While searching for a new author to read two years ago, I chanced upon Barbara Nadel. Her series featuring Inspector Ikmen and Mehmut Suleyman is set in Istanbul. While this is not a place I’d particularly be interested in visiting, Ms. Nadel’s telling of murder investigations set in this city is fascinating.
I have jumped back and forth in the Ikmen series, depending on what was available to me. Having received my Kindle credit for the book publisher’s price-fixing problems, I purchased her latest – Body Count.
I have said before that I don’t enjoy books with too much blood and gore. The Ikmen series is an exception. True, there is a lot of gore from time to time, but it is handled so well and woven into the plot in a manner which doesn’t have me dropping the book and screaming. High praise.
Body Count builds on the relationships between Ikmen, Suleyman and Ikmen’s sergeant Ayse. There is a serial killer on the loose in Istanbul and there aren’t any significant connections that direct the police for a spell. Once the threads of connection come together, the denouement is swift and startling.
Ms. Nadel has developed her characters over many novels. Ikmen is a short, ugly, scruffy and continuously smoking man with a disdain for the religious and second-sight he inherited from his mother. He is close to retirement and trying to figure out how he will live once it happens.

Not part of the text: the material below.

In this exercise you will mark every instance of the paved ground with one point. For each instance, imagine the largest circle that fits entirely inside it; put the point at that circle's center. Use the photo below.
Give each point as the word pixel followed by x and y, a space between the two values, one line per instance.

Suleyman is a womanizer. Born to an old royal family in Turkey, his looks and raw sex appeal give credence to his constant need for female companionship. In the first few novels, he was a sympathetic creature. In this last, even Ms. Nadel is tiring of his libido, which he cannot keep in check. He has fallen from being merely handsome and sexually attractive to being slightly depraved.
Ayse Farsakoglu has appeared in most of the novels. Originally a constable, she has had an on and off relationship with Suleyman. Her obsession for him and her inability to get away from it, has colored her life and ruined at least one promising relationship. The tensions between her and Suleyman and their ill-fated affair motivate almost all of her actions.
Throughout the book, up until the murderer was unmasked, I was totally in the dark. I love that. Reading a mystery isn’t much fun if you can solve the mystery by page 100.
With these relationships woven into the fabric of old Istanbul, along with gypsies and the remnants of the Ottoman Empire, this book is a must read.
Luckily for all of us, Ms. Nadel also writes two other serial mysteries, one set in WWII and the other in modern-day London. I have read one of the second series and can definitely recommend it as well-written as the Ikmen series.